The correlation between the authors’ “energy flux” and RMR is a trivial association. RMR is the largest component of TEE and TEE is the largest component of “energy flux.” Thus, correlation is expected because of interdependence of the variables. To test the hypothesis that RMR is influenced by either energy intake imbalance of high levels of physical activity, either TEE − energy intake or TEE − RMR should be used as the dependent variable.
The calculated energy balances as presented in this article are, as indicated above, the short-term energy balance during the 2-wk doubly labeled water period and not the inferred long-term energy balances and would not be sustained without large changes in weight. It is likely that the absolute imbalances have been overestimated because of the limiting precision of the body-composition measurement. Air-displacement plethysmography has a lower reproducibility than many other methods. Precisions are on the order of 1% fat, or up to 1.4% for the difference between serial measures as used in this article (5). This uncertainty for the change in percentage of fat over 2 wk in a 60-kg individual introduces a 1-SD random error of ≤570 kcal/d on energy intake. Thus, many of their conclusions were based on small effect sizes.
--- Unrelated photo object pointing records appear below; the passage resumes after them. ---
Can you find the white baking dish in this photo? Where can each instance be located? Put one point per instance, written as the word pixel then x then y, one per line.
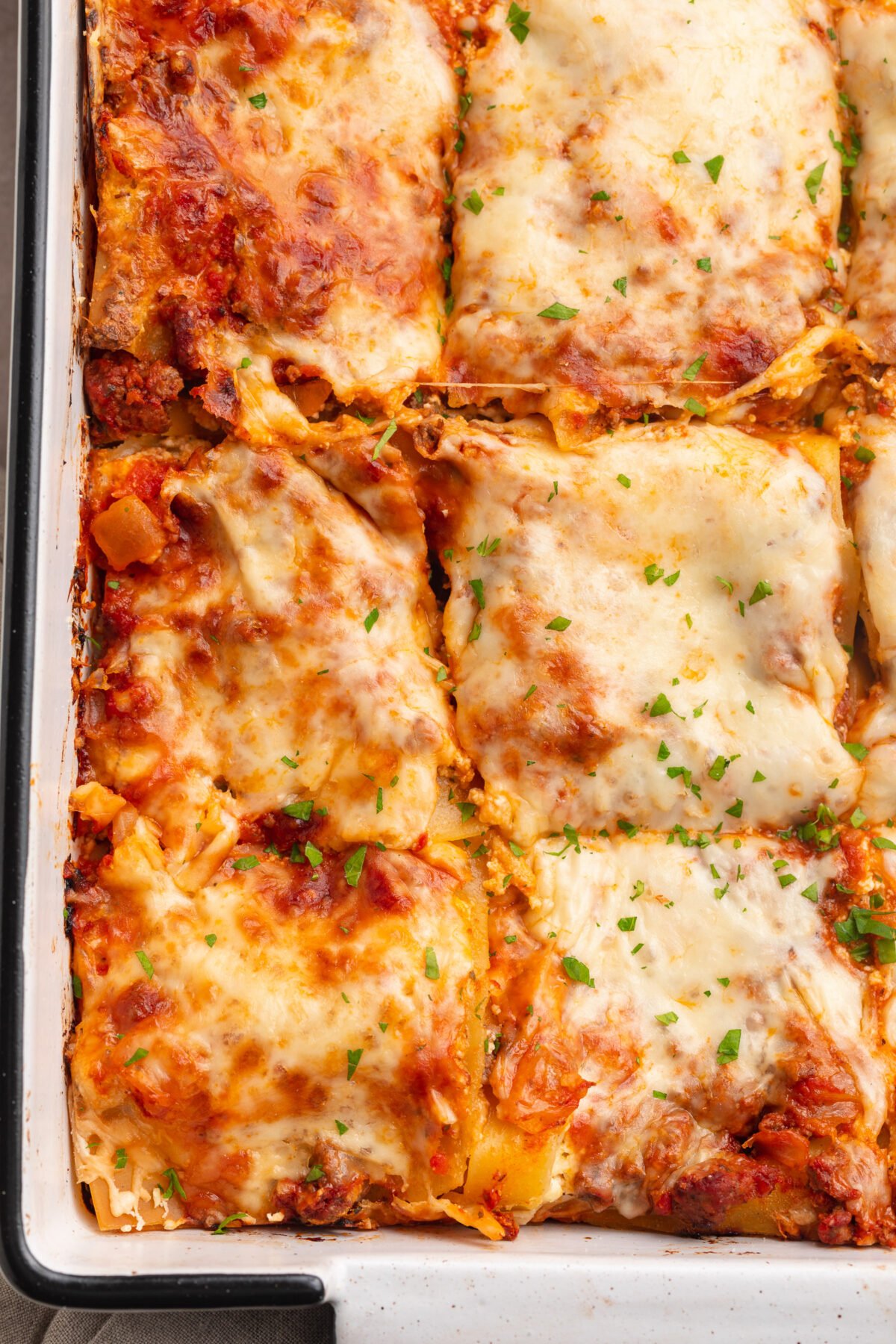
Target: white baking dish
pixel 571 1284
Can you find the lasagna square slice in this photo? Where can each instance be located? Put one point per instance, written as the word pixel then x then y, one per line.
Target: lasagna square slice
pixel 868 148
pixel 270 201
pixel 695 1036
pixel 267 643
pixel 649 632
pixel 292 1041
pixel 652 202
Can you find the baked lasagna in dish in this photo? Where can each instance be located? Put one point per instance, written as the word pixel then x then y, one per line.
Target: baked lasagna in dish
pixel 487 678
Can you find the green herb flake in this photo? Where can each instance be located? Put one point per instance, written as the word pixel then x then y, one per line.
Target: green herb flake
pixel 813 181
pixel 559 312
pixel 729 1048
pixel 354 866
pixel 146 962
pixel 714 166
pixel 578 971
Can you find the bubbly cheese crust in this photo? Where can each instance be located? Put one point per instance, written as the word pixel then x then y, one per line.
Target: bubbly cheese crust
pixel 682 1034
pixel 647 633
pixel 270 652
pixel 645 167
pixel 281 1039
pixel 270 190
pixel 868 42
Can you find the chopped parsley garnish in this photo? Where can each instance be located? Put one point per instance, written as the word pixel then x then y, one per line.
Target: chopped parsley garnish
pixel 729 1048
pixel 517 20
pixel 383 440
pixel 762 591
pixel 354 866
pixel 146 962
pixel 173 1184
pixel 299 811
pixel 813 181
pixel 714 166
pixel 578 971
pixel 692 370
pixel 559 312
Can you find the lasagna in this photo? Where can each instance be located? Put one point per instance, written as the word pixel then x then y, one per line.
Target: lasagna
pixel 648 632
pixel 270 184
pixel 644 222
pixel 868 35
pixel 487 675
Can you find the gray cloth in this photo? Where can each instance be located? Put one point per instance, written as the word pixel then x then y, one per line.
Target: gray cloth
pixel 26 1323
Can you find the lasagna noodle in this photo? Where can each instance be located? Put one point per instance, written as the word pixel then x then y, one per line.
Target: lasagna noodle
pixel 679 1034
pixel 868 42
pixel 650 194
pixel 648 632
pixel 272 196
pixel 874 515
pixel 290 1042
pixel 267 643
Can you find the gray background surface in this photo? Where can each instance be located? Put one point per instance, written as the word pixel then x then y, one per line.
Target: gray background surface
pixel 23 1322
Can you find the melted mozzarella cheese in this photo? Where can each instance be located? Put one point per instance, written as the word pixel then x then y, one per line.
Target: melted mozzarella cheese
pixel 868 40
pixel 571 147
pixel 684 947
pixel 305 230
pixel 697 578
pixel 314 1003
pixel 277 647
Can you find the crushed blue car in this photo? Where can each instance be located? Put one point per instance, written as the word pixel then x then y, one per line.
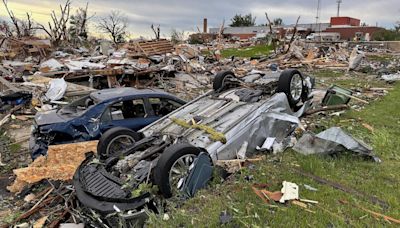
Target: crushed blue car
pixel 89 117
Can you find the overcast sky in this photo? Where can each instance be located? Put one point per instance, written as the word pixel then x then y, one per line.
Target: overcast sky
pixel 186 15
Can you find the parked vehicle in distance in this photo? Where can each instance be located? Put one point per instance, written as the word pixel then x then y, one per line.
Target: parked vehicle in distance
pixel 324 37
pixel 89 117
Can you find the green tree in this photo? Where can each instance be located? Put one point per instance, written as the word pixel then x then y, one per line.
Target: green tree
pixel 387 35
pixel 243 21
pixel 278 21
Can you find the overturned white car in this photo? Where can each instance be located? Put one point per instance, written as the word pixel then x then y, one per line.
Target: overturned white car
pixel 176 153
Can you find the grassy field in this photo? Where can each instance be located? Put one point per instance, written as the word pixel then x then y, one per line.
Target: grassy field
pixel 247 52
pixel 235 195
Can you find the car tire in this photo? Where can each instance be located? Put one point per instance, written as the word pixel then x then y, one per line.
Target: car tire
pixel 109 137
pixel 219 80
pixel 289 83
pixel 165 163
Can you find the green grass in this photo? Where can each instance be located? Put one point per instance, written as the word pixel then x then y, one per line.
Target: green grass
pixel 247 52
pixel 380 58
pixel 376 179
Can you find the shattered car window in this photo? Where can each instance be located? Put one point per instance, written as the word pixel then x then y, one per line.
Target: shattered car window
pixel 78 107
pixel 126 110
pixel 163 106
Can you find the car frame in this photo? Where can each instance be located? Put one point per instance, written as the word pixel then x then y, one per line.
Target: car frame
pixel 204 126
pixel 67 125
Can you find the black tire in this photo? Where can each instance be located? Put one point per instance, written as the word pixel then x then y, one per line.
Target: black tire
pixel 284 86
pixel 165 162
pixel 109 136
pixel 219 80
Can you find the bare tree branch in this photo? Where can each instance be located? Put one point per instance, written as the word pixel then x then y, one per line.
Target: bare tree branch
pixel 293 35
pixel 115 24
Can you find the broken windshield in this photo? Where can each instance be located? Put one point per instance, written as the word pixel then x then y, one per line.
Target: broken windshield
pixel 78 107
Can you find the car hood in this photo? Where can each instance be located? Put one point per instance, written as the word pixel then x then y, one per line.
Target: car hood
pixel 50 117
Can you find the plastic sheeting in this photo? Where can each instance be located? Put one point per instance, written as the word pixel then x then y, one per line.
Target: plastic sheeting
pixel 332 141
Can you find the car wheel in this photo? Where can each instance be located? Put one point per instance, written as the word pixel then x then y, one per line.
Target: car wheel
pixel 291 83
pixel 116 140
pixel 219 83
pixel 173 167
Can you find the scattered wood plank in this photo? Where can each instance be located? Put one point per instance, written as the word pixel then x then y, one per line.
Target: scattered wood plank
pixel 327 108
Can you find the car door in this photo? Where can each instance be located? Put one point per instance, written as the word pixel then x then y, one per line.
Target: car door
pixel 129 113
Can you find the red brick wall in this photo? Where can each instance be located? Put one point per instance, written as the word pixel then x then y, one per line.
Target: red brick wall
pixel 344 21
pixel 244 36
pixel 350 32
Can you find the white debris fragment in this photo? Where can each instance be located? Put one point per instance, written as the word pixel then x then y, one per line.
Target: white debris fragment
pixel 57 89
pixel 290 191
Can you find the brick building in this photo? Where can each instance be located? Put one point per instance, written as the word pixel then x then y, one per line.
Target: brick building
pixel 351 29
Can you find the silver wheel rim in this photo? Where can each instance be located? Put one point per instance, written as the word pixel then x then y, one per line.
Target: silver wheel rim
pixel 296 87
pixel 179 171
pixel 119 143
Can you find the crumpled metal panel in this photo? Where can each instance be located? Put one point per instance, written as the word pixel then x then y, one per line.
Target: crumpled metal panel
pixel 238 121
pixel 332 141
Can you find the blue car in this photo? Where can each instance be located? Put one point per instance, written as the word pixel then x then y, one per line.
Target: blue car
pixel 89 117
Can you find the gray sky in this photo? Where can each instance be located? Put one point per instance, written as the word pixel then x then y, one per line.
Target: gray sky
pixel 186 15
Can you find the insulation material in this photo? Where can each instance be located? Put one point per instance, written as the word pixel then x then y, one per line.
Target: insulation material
pixel 355 59
pixel 60 164
pixel 51 65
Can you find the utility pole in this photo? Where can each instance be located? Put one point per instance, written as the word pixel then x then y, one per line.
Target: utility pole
pixel 339 2
pixel 317 23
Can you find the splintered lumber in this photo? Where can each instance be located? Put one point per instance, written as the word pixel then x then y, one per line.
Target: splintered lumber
pixel 327 108
pixel 152 47
pixel 60 164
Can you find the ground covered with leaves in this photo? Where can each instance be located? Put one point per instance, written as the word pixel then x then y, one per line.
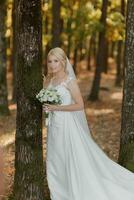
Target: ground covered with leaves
pixel 104 119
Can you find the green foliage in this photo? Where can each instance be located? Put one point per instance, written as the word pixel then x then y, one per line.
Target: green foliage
pixel 115 26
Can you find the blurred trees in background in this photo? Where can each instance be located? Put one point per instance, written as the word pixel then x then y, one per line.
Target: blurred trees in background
pixel 126 156
pixel 3 83
pixel 76 27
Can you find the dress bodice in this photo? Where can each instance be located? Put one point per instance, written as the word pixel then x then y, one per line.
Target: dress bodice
pixel 63 91
pixel 56 117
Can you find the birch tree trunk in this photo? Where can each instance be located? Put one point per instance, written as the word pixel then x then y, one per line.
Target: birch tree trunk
pixel 29 172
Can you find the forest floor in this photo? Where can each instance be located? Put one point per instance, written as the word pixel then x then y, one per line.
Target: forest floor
pixel 104 119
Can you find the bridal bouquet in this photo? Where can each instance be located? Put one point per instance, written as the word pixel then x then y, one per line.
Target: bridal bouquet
pixel 49 96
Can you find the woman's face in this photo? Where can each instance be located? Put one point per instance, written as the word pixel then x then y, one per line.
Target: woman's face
pixel 54 64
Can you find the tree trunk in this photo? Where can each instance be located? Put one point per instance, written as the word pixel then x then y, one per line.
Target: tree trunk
pixel 89 54
pixel 75 59
pixel 29 172
pixel 118 65
pixel 120 53
pixel 3 82
pixel 126 154
pixel 100 55
pixel 14 54
pixel 56 25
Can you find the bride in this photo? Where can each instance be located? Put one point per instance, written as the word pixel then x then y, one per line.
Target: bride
pixel 76 167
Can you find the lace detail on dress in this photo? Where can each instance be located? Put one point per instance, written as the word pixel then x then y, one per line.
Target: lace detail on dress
pixel 65 82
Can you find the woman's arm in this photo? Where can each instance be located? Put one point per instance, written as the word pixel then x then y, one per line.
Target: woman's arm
pixel 76 95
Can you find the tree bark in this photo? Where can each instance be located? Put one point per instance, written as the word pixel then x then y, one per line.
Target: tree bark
pixel 14 53
pixel 56 24
pixel 94 95
pixel 120 53
pixel 126 154
pixel 3 82
pixel 29 172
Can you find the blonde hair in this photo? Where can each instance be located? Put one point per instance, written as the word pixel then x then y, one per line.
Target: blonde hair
pixel 59 54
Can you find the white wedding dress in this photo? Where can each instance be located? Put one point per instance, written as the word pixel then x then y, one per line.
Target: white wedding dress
pixel 76 167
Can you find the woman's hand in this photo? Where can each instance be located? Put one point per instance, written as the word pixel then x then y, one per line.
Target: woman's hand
pixel 49 107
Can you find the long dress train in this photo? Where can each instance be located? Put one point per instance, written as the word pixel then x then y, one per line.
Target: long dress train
pixel 77 168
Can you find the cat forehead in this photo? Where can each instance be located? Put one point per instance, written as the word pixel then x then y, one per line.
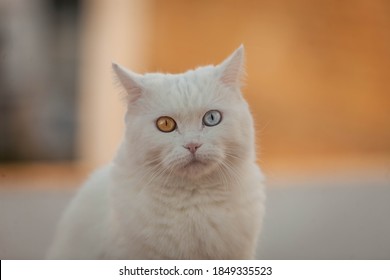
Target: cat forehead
pixel 194 88
pixel 197 76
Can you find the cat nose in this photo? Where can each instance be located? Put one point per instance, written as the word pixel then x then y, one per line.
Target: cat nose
pixel 192 147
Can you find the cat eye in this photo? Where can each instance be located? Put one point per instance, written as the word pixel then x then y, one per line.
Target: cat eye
pixel 212 118
pixel 166 124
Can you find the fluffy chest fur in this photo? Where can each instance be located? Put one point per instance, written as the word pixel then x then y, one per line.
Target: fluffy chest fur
pixel 188 222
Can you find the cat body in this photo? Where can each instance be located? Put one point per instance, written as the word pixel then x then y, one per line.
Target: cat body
pixel 184 183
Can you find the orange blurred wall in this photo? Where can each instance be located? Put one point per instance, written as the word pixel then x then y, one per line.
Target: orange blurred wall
pixel 318 71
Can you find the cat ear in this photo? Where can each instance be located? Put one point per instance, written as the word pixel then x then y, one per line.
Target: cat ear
pixel 129 80
pixel 233 68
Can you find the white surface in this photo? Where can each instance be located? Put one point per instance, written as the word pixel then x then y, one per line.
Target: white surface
pixel 317 220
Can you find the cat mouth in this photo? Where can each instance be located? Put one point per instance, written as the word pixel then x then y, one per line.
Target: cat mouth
pixel 194 162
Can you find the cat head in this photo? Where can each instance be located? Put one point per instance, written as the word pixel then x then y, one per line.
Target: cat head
pixel 189 125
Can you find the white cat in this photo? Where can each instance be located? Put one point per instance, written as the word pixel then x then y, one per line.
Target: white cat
pixel 184 183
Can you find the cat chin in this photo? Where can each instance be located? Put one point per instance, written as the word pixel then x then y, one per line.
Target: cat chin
pixel 196 168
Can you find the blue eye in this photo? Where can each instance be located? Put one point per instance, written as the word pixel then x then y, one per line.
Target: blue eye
pixel 212 118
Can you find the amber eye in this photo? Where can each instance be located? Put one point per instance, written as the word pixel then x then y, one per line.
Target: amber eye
pixel 166 124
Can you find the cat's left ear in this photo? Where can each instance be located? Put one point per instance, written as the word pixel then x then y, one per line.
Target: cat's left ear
pixel 130 81
pixel 232 69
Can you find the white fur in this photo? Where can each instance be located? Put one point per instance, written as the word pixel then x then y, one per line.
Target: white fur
pixel 154 201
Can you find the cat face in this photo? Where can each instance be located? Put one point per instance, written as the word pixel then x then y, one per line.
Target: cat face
pixel 189 125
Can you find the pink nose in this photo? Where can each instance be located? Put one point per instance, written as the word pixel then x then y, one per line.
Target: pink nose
pixel 192 147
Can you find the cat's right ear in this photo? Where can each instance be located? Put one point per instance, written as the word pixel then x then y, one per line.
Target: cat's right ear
pixel 130 81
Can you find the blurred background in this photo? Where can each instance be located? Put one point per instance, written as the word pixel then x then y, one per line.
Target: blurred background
pixel 317 84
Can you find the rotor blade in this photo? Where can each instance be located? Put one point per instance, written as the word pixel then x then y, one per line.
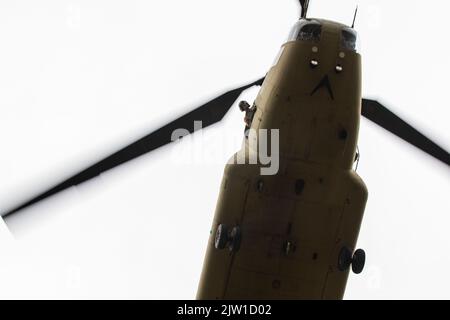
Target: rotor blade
pixel 209 113
pixel 376 112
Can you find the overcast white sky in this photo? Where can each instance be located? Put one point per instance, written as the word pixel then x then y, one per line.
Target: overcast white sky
pixel 81 78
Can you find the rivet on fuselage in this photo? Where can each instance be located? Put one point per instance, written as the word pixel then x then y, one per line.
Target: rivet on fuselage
pixel 314 63
pixel 260 186
pixel 299 186
pixel 343 134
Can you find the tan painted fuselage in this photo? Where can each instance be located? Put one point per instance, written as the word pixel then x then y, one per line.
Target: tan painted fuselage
pixel 295 223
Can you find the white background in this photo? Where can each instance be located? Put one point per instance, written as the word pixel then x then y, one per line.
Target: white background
pixel 79 79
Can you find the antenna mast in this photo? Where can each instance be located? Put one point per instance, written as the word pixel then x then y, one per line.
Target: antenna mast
pixel 354 18
pixel 304 4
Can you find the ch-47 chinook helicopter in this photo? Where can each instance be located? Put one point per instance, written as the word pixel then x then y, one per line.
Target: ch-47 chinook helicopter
pixel 292 234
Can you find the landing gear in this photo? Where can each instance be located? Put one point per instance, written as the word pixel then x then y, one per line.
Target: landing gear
pixel 225 238
pixel 346 260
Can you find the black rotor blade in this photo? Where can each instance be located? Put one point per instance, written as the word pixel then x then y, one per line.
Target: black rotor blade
pixel 209 113
pixel 376 112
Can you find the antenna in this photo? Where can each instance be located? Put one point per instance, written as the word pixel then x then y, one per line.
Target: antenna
pixel 304 4
pixel 354 18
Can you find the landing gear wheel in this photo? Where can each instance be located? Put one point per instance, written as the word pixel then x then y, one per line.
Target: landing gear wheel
pixel 358 261
pixel 221 240
pixel 345 259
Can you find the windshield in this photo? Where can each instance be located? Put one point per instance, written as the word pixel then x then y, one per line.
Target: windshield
pixel 306 30
pixel 349 39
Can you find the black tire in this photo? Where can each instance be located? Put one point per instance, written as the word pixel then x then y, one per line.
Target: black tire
pixel 358 261
pixel 221 240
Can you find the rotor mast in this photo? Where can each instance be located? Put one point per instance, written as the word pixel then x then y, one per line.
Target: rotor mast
pixel 304 8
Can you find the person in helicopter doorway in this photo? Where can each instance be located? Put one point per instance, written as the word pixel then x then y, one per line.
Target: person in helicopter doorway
pixel 250 111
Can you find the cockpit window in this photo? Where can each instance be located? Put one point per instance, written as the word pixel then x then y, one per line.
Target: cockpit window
pixel 306 30
pixel 349 39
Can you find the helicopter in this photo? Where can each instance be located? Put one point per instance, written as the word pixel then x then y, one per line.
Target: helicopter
pixel 324 92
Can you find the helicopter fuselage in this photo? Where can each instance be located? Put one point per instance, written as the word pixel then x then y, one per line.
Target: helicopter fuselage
pixel 294 225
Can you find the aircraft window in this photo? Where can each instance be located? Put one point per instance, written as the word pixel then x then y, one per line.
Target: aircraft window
pixel 349 39
pixel 310 31
pixel 306 30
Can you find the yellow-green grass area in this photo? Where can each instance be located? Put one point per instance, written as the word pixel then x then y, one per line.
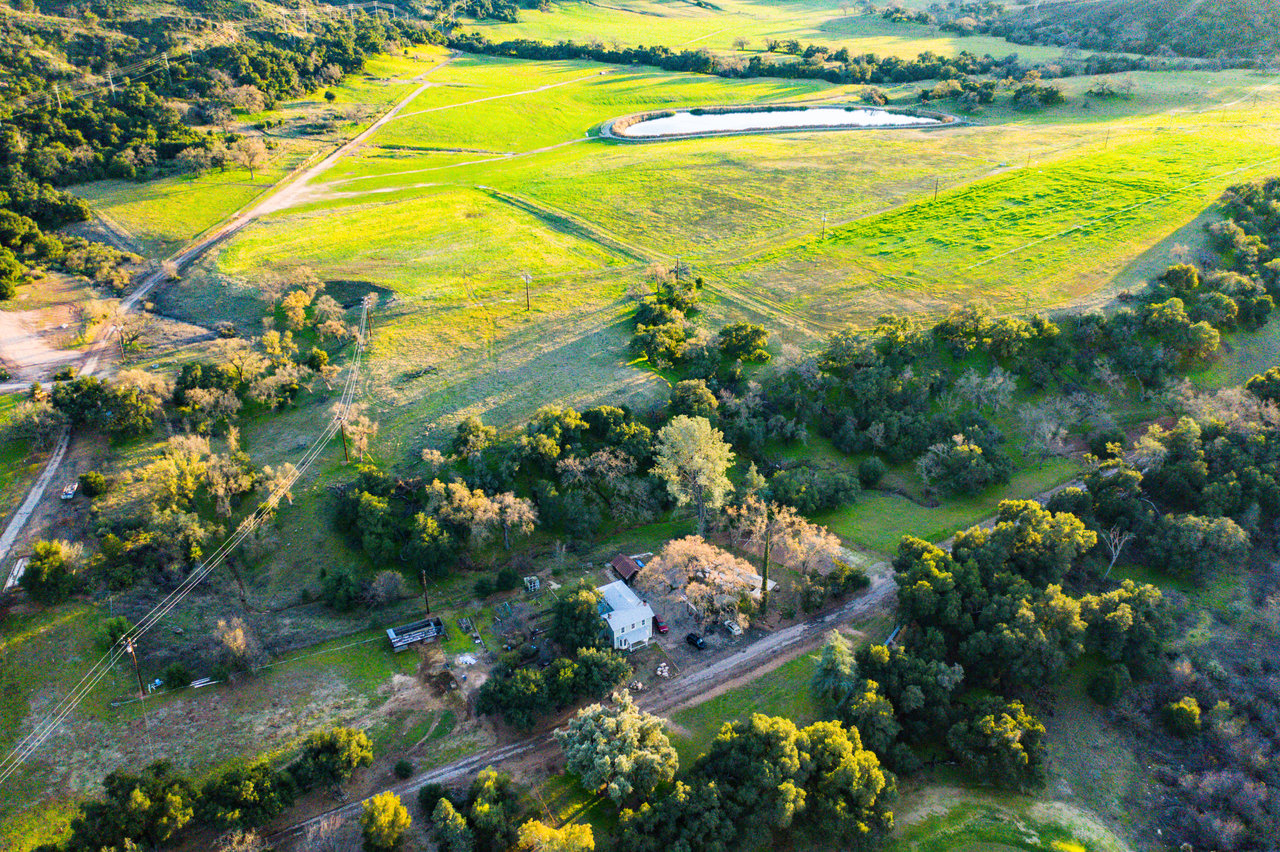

The conclusions drawn by Hume et al. in their recent article (1) are flawed. This is due to their incorrect and inconsistent use of the term “energy flux,” which, at points in the article, is defined as the energy sum of the components of energy expenditure, to the sum of intake and expenditure, to an absolute level of energy balance, and to levels of physical activity. They further compound this lack of consistency by erroneously stating that their estimate of 2-wk energy intake is a measure of habitual energy intake and by using an adjustment for body size that is known to bias the resulting relations. It is not clear why they selected these flawed approaches instead of appropriately adjusted, correctly defined flux measures that are available to them.
Acknowledgments
I have been a co-investigator on several of Dr. Stice’s studies and received funding for the analyses of total energy expenditure reported herein.